When a nation and way of life is threatened, its people often feel the need to revert to traditional behaviour in order to preserve their culture. By invading Afghanistan and waging war against their culture, we have served to push Afghans, particularly rural families, back towards traditional and radical patriarchal practises.

It is important to keep in mind that in Canada, until 20 years ago, a husband could not be charged with rape for forcing his wife to have sex with him. Even during the feminist movement of the 1960s, domestic abuse was rampant and even feminists like Betty Friedan admitted to having been abused by their husbands. Until the middle of the 20th century, a women could not divorce her husband without proof of his adulterous behaviour.

Who are we to condemn a way of life that until 20 or 30 years ago was very much in practise here in Canada? Yes, we do not forcee our women to wear burqhas, but the gains that women have achieved in Canadian society have been achieved by women who were unsatisfied with their positions in life. The North American feminist movement was not a movement of men fighting for women's rights; it was women who organized to demand better for themselves and their daughters.

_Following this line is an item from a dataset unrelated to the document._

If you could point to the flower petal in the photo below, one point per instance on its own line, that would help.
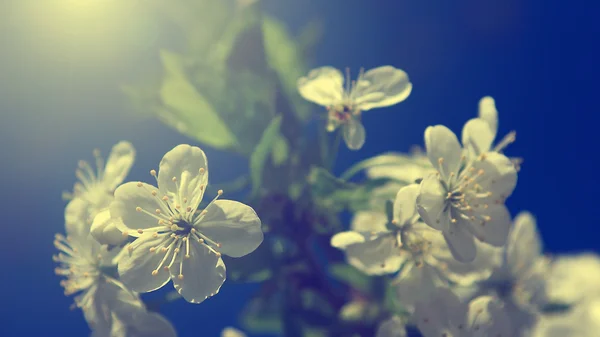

We cannot force change and liberation for Afghani women when they are not willing to demand it for themselves. Change must come from a revolution of ideas within the Afghan culture, not from militaristic pressure from a room of old warring men. Any attempts to force cultural change in Afghanistan will only push men into trying to reassert masculinity in the traditional patriarchal way that they understand it. It will not serve to better the lives of women. The women themselves must stand up, take off their burqhas, and organize to fight for their rights. We cannot force our standards of gender equality and feminism upon them.

Thursday, April 9, 2009

legitimizing the 'war on terror'

When news of Afghanistan's recently created legislation regarding the rights of women hit Western media, political leaders were quick to condemn it and newspapers across Canada called on Harper to pressure Hamid Karzai to withdraw the law. Editiorials sparked up in newspapers as people flooded the media with their concerns over our mission's 'purpose in Afghanistan. Lord Malloch Brown argued that protecting women was "one of the first reasons why the UK and many other Western countries threw themselves into this war."

No, it is not.

Canada entered Afghanistan to find Osama bin Laden, and so that we could avoid Bush's demands that we fight in Iraq. Right or wrong, we are there to fight against those who would do harm to the West, not to force Afghans to adapt to our way of life. While I fully despise and find despicable this law which would make women imprisoned to their husbands, I absolutely disagree with the way that women's rights are being exploited to provide justification for a failing war.
Harper and Western leaders knew when they invaded Afghanistan that the Taliban was treating women horribly, and that women's rights were being violated. Yet this did not matter when there was a bigger, more looming threat; bin Laden. Only when they realize that we cannot defeat bin Laden did politicians try to shift justification to the protection of women's rights. If the protection of women's rights is such an important cause for Harper and Western leaders, then why have they not invaded Pakistan or Turkey, where honour killings and crimes against women are an enormous problem?
The answer? Because Western leaders are not truly concerned with the rights of women in the Middle East. Harper needs to justify a war that a vast number of people are opposed to. The invoking of women's rights has only served to confuse Canadians as to what our actual purpose is in Afghanistan; this is something which can only be pleasing to Harper and other leaders involved in this war. Human rights are a much more emotive and volatile issue than simply embarking on a manhunt, and is more likely to garner the support of Canadians.
Canadians, already mystified by the Arab world, are more likely to support the goals of Western democratic imperialism if it is disguised as being a fight for women's rights. In reality, this war is quickly turning into nothing more than a way of destroying that which, right or wrong, is different from the way that we live our lives.